Jim Anderton (JA): Mechanical processes have been around for years; there’s been a bit of a resurgence of flow-drive screws in mechanical fastening and welding has been around forever. Are there other cost-effective ways of fastening materials together?

Peter Rebstock (PR): Absolutely. What we’re highlighting here today are various technologies that will replace mechanical fastening and welding for a variety of manufacturing processes.

One of the major technologies that we work with is 3M VHB Tape. It’s a through-and-through acrylic, closed-cell foam tape that does a great job of bonding dissimilar materials, provides quick handling strength, clean bonds and lack of post-process finishing.

If you think about welding a material or riveting a material together, you’ve got pre-process, which is drilling the holes or prepping the surface. Post-process is cleaning off the welds, grinding down or refinishing any type of rivet scratches or paint marks.

With 3M VHB Tape, you’ll eliminate all of that. You basically apply the tape to a material, take off a removable liner and apply the second material. Applying pressure along the bond line of about 15 psi, you have immediate handling strength.

We’re also highlighting the ability of the same tape to work in a pre- or post-powder coat process. For pre-powder coat, where you’re going to send it through a bake cycle after you apply the tape, we have the 3M VHB Tape 4611, which can survive up to 450 degrees Fahrenheit during a bake cycle. For post-powder coat, you look at the surface that you’re bonding to. You’re no longer bonding to metal in a post-powder coat, you’re bonding to plastic.
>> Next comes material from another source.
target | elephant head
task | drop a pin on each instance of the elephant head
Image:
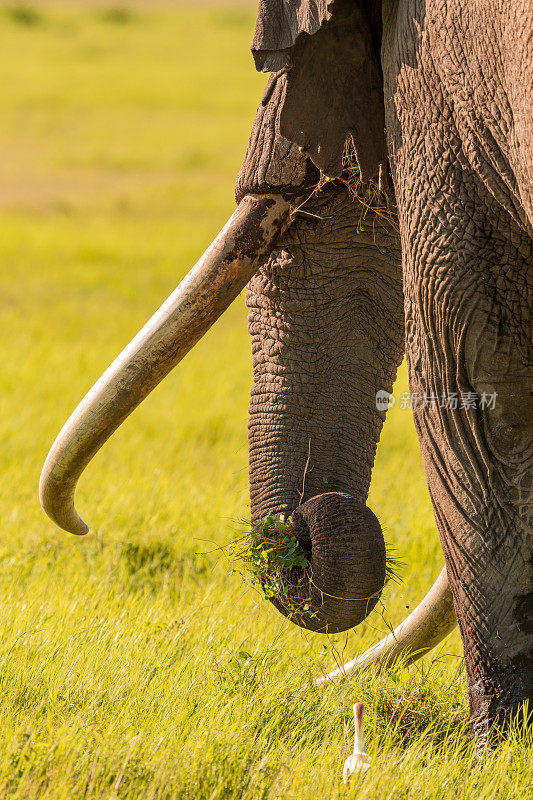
(325, 315)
With that, we’re going with our 3M VHB Tape 5900 series, which does a phenomenal job of bonding low surface energy plastics like PC ABS, Delrin or Acetal. Allowing your customer to work around whether they weld or fasten the material is something we can work with.

JA: With bonding dissimilar materials, the immediate question that comes up is the mismatch in thermal co-efficient of expansion. In my experience, that has been a major problem in using adhesive products. How do you address that problem?
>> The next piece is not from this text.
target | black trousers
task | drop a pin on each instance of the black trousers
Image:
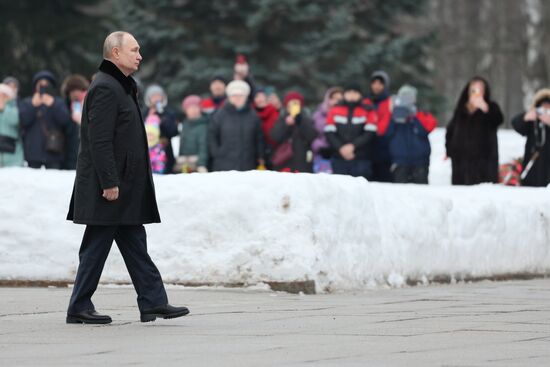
(132, 243)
PR: With 3M VHB Tapes in particular, we address that with what we call visco-elasticity.

Basically what we’ve engineered into all of our 3M VHB Tapes is the ability to absorb dynamic loading, so you’ve got the ability to stretch and deform, but return back to your original form. So if you think about the thermal co-efficient of expansion between a plastic and a metal it’s obviously going to be different, depending on the thickness of the metal as well.

With a hot or cold situation, the ability to absorb that expansion in the bond line and not transfer that stress to the metal or the plastic is critical and that’s what 3M VHB Tapes allow you to do. We also integrate that technology into our flexible epoxies, flexible structure acrylics and our polyurethane adhesive sealants.

JA: What type of surface preparation would you need in a production application for auto parts, for example?

PR: It varies depending on the type of material. Surface prep can be as simple as cleaning for FOD, what we call foreign object debris or it can be a little more critical, using isopropyl alcohol, abrading or with some of the lower surface energy materials, like a primer. It’s nothing substantial and nothing that should be too hard for any major manufacturing customer to work with.

JA: Everyone wants to know this: Strength. Can we come close to a screw, riveted, welded joint in terms of strength?

PR: If you think of mechanical fastening, what you’re getting is a localized strength. You’ve got holes drilled along the bond line, which you fastened for a defined length with a mechanical fastener. When you submit that to stress, you’re getting a localized stress around that actual hole, which creates stress points and actually weakens the material. With a 3M VHB Tape bond, you’re distributing the stress of that bond along the whole bond line, so you actually get a much greater ability to absorb dynamic stresses with a 3M VHB Tape.

3M VHB Tapes typically have about 250 to 300 psi in overlap shear. With structural you can get much higher than that, with some getting about 4000 psi. Strength is something we are quite capable of developing.